A lawsuit was filed soon after and the parties reached a settlement agreement in 2010, nearly 2 1⁄2 years after the case began, in which UH paid Smith $41,500 "in order to avoid further controversy and the time, expense, risks and costs inherent in litigation," according to documents released by the school under the state's open records law. According to the settlement, "this agreement shall not be construed as an admission of liability."
Under a similar open records request, UH said it has paid $151,764 to outside attorneys to help defend the case. In addition, court documents show UH was assessed $3,486.78 in sanctions by the court.

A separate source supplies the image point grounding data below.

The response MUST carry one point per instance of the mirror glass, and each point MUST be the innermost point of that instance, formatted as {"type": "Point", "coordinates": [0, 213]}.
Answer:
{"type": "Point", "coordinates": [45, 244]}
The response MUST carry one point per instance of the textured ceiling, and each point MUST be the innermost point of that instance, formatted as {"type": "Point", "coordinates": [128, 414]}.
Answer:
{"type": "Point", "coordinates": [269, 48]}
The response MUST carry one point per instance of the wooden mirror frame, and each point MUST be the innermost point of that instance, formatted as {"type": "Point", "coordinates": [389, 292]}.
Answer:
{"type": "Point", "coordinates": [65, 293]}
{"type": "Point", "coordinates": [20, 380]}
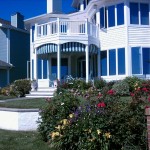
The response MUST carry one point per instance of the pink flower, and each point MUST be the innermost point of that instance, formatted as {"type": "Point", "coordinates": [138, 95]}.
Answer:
{"type": "Point", "coordinates": [102, 104]}
{"type": "Point", "coordinates": [99, 95]}
{"type": "Point", "coordinates": [144, 89]}
{"type": "Point", "coordinates": [132, 94]}
{"type": "Point", "coordinates": [111, 92]}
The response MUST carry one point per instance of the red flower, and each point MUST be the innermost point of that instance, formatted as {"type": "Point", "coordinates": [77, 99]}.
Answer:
{"type": "Point", "coordinates": [111, 92]}
{"type": "Point", "coordinates": [102, 104]}
{"type": "Point", "coordinates": [132, 94]}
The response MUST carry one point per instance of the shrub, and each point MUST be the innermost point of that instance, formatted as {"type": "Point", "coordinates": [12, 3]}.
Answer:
{"type": "Point", "coordinates": [57, 109]}
{"type": "Point", "coordinates": [20, 87]}
{"type": "Point", "coordinates": [99, 83]}
{"type": "Point", "coordinates": [121, 88]}
{"type": "Point", "coordinates": [133, 82]}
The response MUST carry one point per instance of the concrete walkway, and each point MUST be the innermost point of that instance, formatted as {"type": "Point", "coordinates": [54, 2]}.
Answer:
{"type": "Point", "coordinates": [14, 99]}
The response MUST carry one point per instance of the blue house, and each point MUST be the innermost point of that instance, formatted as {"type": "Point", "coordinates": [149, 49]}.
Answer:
{"type": "Point", "coordinates": [14, 49]}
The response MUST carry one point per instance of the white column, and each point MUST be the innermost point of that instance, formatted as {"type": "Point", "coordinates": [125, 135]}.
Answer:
{"type": "Point", "coordinates": [8, 53]}
{"type": "Point", "coordinates": [98, 64]}
{"type": "Point", "coordinates": [81, 5]}
{"type": "Point", "coordinates": [87, 63]}
{"type": "Point", "coordinates": [58, 62]}
{"type": "Point", "coordinates": [35, 66]}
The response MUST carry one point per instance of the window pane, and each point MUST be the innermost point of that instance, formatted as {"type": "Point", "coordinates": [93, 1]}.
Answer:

Smith walked on instead at Portland State, suffered an injury and gave up football following a transfer to Division III Whittier College, aka "Richard Nixon U," in California; he plans to graduate next year before (of course) enrolling in law school. For its part, Hawaii claimed Smith had never received a valid offer and didn't have the grades the previous coaching staff had been led to believe. But the university wound up failing basic math: Because he was set to receive a Western University Exchange scholarship that dropped his out-of-state tab from $28,000 a year to $17,000, Smith's total cost to UH even if he'd stayed for four years would have amounted to $68,000, or roughly one-third of what the university wound up shelling out to keep him off the team. (Considering Smith's scholarship went to someone else, the university didn't
"save" anything except Smith's addition to the roster.)
That's no chump change for an athletic department that continues to operate on a massive deficit. This is the program, you may recall, that was once blasted by its star quarterback at the height of its on-field success in 2007 for apparently lacking the funds to keep soap in the showers. The following January, off the best season in school history, UH lost head coach June Jones — a former UH quarterback — to a program that had just finished 1-11, because SMU could afford to pay him more than Hawaii could hope to match. Not that $200,000 would put the Warriors back in the black, but when you're pinching pennies on basic hygiene, every little bit helps.